Think again of the analogy with a totally hypothetical Microsoft-hired U.S. circuit judge opining on a case pending in his own circuit in testimony in another jurisdiction. And think about how certain voices would comment on it.
I want to be fair, and Judge Haedicke's interpretation of the tendentious nature of the Düsseldorf Regional Court's questions to the EU court is consistent with mine except that there's another aspect he doesn't address: the Düsseldorf court's decision to refer these questions to the EU court at all is also a statement, and it's contrary to the tone of the questions themselves. So basically the Düsseldorf court made an anti-Orange-Book-Standard decision, which has serious implications for a variety of German FRAND cases, but it then tried to show some loyalty to its past approach. At any rate, Judge Haedicke should have declined to answer these questions, and in particular he should not have alleged a "bias" on the part of his lower court.
Google could handle all of this in a much classier way. In its defense of Microsoft's substantive criticism of the Haedicke testimony, Google's Motorola even tries to get mileage out of his status as a judge, instead of claiming that he testifies in his other capacity (that of a university professor). In its opposition to Microsoft's Daubert motion Google consistently refers to Professor Haedicke as "Judge Haedicke", mentioning his job as a professor only after his judicial role ("Microsoft is unable to find any fault with Judge Haedicke's credentials--he is a highly-qualified German judge and professor and an expert in German patent law."). Google presumably hopes that Judge Robart or an appeals court will view and treat Judge Haedicke as a colleague and afford him so much deference that his testimony won't be excluded.

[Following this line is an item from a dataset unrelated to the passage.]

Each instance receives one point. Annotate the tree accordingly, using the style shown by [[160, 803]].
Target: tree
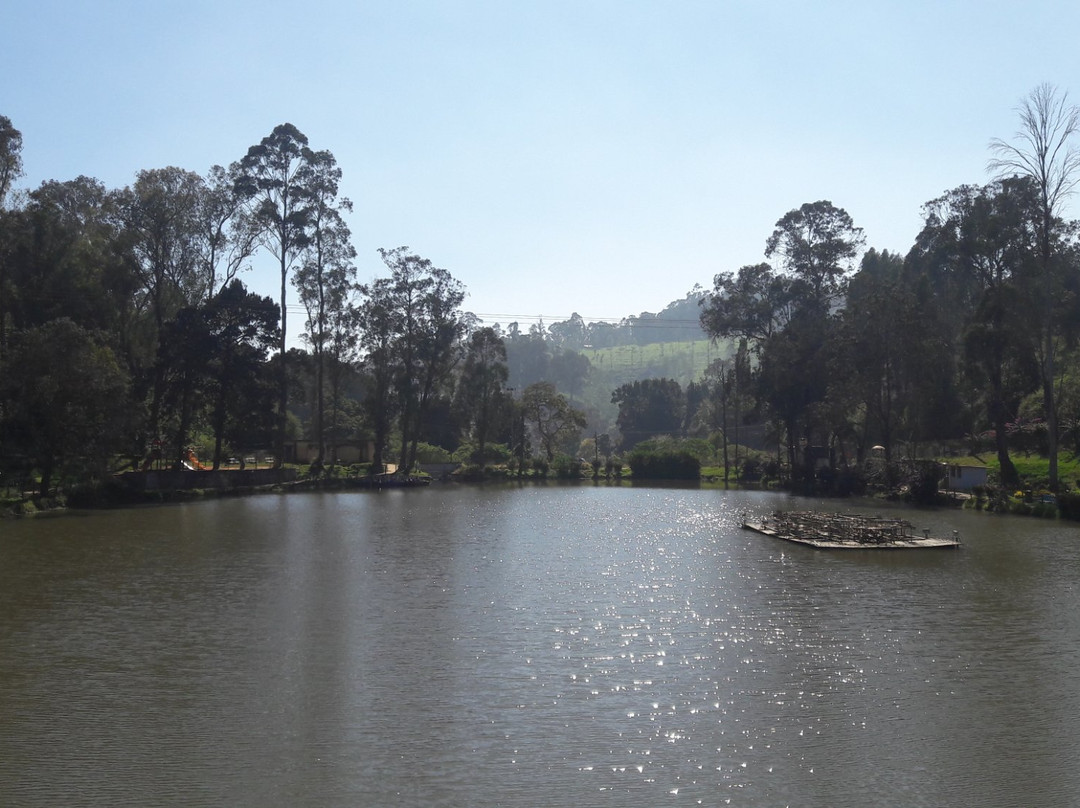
[[1043, 150], [818, 244], [272, 174], [376, 322], [62, 260], [427, 325], [66, 401], [242, 327], [569, 371], [326, 275], [648, 408], [11, 157], [480, 389], [987, 238], [230, 229], [551, 415], [752, 304], [162, 229]]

This is just my personal opinion, but as a German I'd actually appreciate if Judge Robart could grant Microsoft's Daubert motion because I believe it could reflect negatively on my country in some Americans' eyes if a Google-paid German judge takes the (paid) witness stand at a Seattle trial and gets asked some tough questions. It would be nice if this spectacle could be avoided. I don't have much hope that Google will withdraw him, or that he will resign voluntarily. Microsoft's criticism is indeed unrelated to his role as a judge. It's only about the (alleged lack of) substance of his testimony, as the sentence I quoted from Google's opposition brief shows.